Network initialization is exactly as in Caffe. Then the learning rate for each of the layers and the weight decay for frozen layers are the same as in Caffe. This is ensured in this code below:

```
def __set_lr(self):
'''set learning rate for classifier layer'''
param_dict = []
if 1:
conv_layers = self._model._net
for layer in conv_layers.modules():
if type(layer) == torch.nn.modules.conv.Conv2d:
param_dict.append({'params': layer.weight,
'lr': 0,
'weight_decay': self.hparams.wd})
param_dict.append({'params': layer.bias,
'lr': 0,
'weight_decay': 0})
regression_layer = self._model._classifier
for layer in regression_layer.modules():
if type(layer) == torch.nn.modules.linear.Linear:
param_dict.append({'params': layer.weight,
'lr': 10 * self.hparams.lr,
'weight_decay': self.hparams.wd})
param_dict.append({'params': layer.bias,
'lr': 20 * self.hparams.lr,
'weight_decay': 0})
```

In terms of the loss function, Caffe doesn’t average over batch size, So I used size_average=False in loss = torch.nn.L1Loss(size_average=False)(pred_bb, gt_bb.float())

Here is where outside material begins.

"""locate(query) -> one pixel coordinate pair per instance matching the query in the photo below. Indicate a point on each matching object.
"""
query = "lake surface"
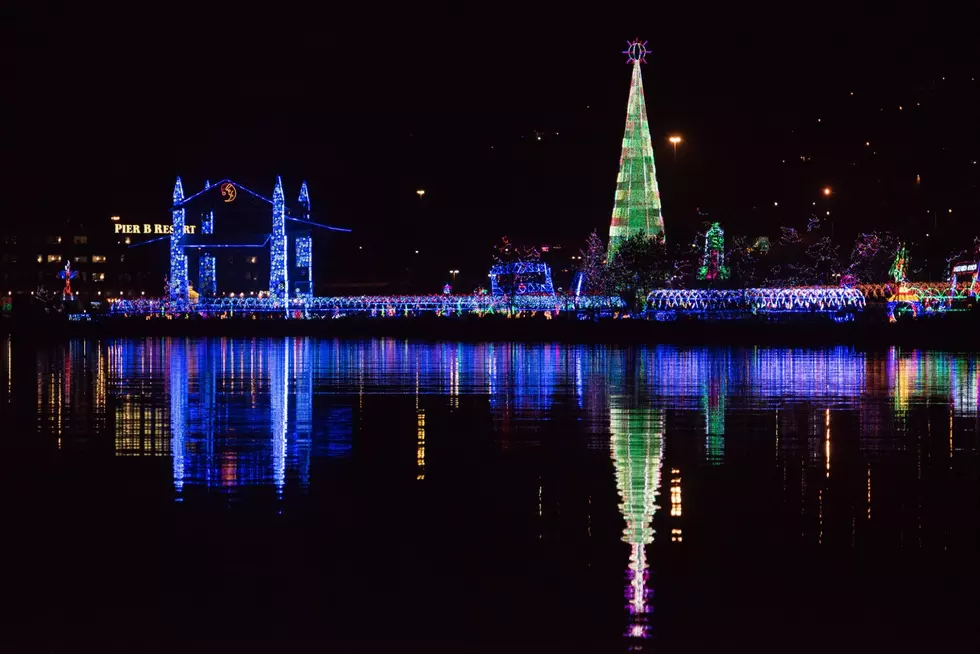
(567, 498)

I even modified the PyTorch SGD to be as same as Caffe SGD as mentioned here

and the optimizers are configured as below: lr = 1e-06 and momentum=0.9 and gamma=0.1, step_size=1 (where as in caffe number of steps is number of iteration which is set to 100000)

```
optimizer = CaffeSGD(params,
lr=self.hparams.lr,
momentum=self.hparams.momentum,
weight_decay=self.hparams.wd
scheduler = torch.optim.lr_scheduler.StepLR(optimizer, step_size=self.hparams.lr_step, gamma=self.hparams.gamma
```

**Debugging**

To compare the implementation, I turned off the dropout (setting p=0) and verified two iterations of the forward and backward pass with weight update. Both Caffe and PyTorch with the above code gave the same loss and weight updates.

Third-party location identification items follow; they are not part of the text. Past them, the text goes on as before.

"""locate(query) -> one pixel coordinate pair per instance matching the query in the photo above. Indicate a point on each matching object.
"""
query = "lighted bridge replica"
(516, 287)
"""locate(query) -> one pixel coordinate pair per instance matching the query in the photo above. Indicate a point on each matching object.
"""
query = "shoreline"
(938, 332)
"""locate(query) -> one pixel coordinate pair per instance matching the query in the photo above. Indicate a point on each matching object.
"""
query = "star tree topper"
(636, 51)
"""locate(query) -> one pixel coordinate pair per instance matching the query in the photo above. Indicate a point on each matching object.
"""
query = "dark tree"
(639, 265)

**Following are the minor changes**

- Caffe uses a batch size of 50, whereas due to the way I have implemented dataloader, I use a batch size of 44. I hope this shouldn’t matter.
- Random augmentations are done for each frame to move the bounding box using uniform random distribution. (I have used torch random number generator with num_workers=6) I have plotted the random number generated outputs and found them to be uniform and non-repetative for a single batch.

**Following are the differences in PyTorch vs Caffe**

Random number generation is different. And the dropout of activations is different. These shouldn’t be the issue as my understanding.

Do you think I’m missing something here? Let me know if you need more input to analyze this issue.

I look forward to the discussion and help.